O Condestável da República. Este era o título que se dava ao senador José Gomes Pinheiro Machado (PRRG-RS), que foi o político mais influente no período inicial da República, tido por aliados e adversários como o “fazedor de presidentes”, assim chamado pela força de suas articulações que, invariavelmente, levavam à escolha do novo ocupante do Palácio do Catete.

Lançado no ano passado, o livro sobre o senador (1851-1915) chega a Brasília. Não é uma biografia convencional. Editado pela L&PM, está nos comentários boca-a-boca de parlamentares e jornalistas da capital como obra oportuna neste momento nacional. Intitula-se O Senador Acaba de Morrer, referindo-se ao assassinato de Pinheiro Machado em 1915, pondo fim à sua carreira. O autor é o escritor José Antonio Gomes Pinheiro Machado, sobrinho-bisneto da personagem.

Na sua narrativa, o escritor produz uma obra sem precedentes, usando de sua intimidade intrínseca com o biografado, traz Pinheiro Machado para os dias atuais e o insere na sua própria história. Com autoridade de familiar, José Antônio (o escritor é conhecido como Pinheiro Machado, mas aqui embolaria a compreensão de quem é quem), mergulha profundamente na alma de seu personagem. Um exemplo é que Pinheiro nunca pensou se colocar como candidato ao governo. Certamente dessa explícita desambição viria uma parte de sua força. Seu grande antagonista, contra o qual se bateu nos palanques e parlamentos, foi nada menos que Ruy Barbosa.  A Águia de Haia, no entretanto, foi além de Pinheiro, pois candidatou-se duas vezes, sempre derrotado nas urnas.
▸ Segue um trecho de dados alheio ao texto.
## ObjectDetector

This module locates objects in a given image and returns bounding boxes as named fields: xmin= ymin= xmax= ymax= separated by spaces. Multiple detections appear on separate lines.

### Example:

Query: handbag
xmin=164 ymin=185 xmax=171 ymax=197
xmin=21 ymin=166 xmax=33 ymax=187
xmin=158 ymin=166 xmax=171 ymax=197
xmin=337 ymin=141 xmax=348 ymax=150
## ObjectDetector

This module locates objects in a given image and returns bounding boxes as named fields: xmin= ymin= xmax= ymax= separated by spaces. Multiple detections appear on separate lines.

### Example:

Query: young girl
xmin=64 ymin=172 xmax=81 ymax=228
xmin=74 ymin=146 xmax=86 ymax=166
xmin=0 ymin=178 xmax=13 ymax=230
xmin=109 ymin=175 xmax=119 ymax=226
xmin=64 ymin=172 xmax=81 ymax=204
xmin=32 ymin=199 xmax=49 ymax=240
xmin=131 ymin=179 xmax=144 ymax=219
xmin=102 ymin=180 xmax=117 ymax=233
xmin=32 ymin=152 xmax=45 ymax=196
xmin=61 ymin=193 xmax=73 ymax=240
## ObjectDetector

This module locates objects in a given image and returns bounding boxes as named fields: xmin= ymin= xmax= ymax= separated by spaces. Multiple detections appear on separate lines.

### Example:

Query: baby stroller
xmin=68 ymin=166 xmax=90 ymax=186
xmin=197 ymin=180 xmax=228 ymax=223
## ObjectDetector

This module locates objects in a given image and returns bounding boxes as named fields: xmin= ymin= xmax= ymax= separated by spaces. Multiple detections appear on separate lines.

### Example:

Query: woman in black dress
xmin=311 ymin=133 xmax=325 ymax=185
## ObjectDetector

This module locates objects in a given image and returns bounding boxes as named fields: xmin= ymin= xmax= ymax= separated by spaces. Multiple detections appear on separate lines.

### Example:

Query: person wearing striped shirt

Porém, era tão elevada essa polêmica entre Ruy e Pinheiro que, sem deixarem de ser contundentes, os debates e enfrentamentos entre os dois ficaram na História como disputas virulentas e espirituosas. Não obstante, eram companheiros de mesa. Ruy era comensal nos jantares na casa do senador gaúcho, no Morro da Graça, em que a mulher de Pinheiro, dona Nhãnhã (apelido caseiro de dona Benedita Brazilina) mandava preparar seu doce de batata-doce especialmente para o senador baiano. Nas refeições, os dois próceres bebiam do vinho Chateau d’Yquen da safra de 1898, a favorita dos dois parlamentares. Na crônica política da época, os dois eram apresentados como antagonistas ferozes. É verdade, mas nada que se compare ao baixo nível caracteriza a retórica os adversários, nestes tempos de “estética do ódio”.

Certamente o leitor nunca terá visto tamanha criatividade para contar uma história desta natureza. É um livro único. José Antônio Pinheiro Machado, autor consagrado, jornalista com passagem pelas maiores redações do Brasil, apresentador famoso de televisão (com seu personagem Anonymus Gourmet) , repórter que deu o furo mundial do fim da Guerra do Vietnam, cobrindo a conferência de Paz em Paris para os jornais  Folha da Manhã e Correio do Povo de Porto Alegre, traz agora, com sua alma de jornalista e o talento de escritor de texto limpo e veloz, um novo furo de reportagem. Não está abrindo um velho baú de reminiscências familiares, nem revisitando livros de História. Esse livro é uma verdadeira reportagem, em que o repórter viaja pela máquina do tempo, e se encontra com a personagem nas duas épocas: a do biografado e a do próprio autor. Além de tudo, a obra é bem-humorada. É um livro imperdível.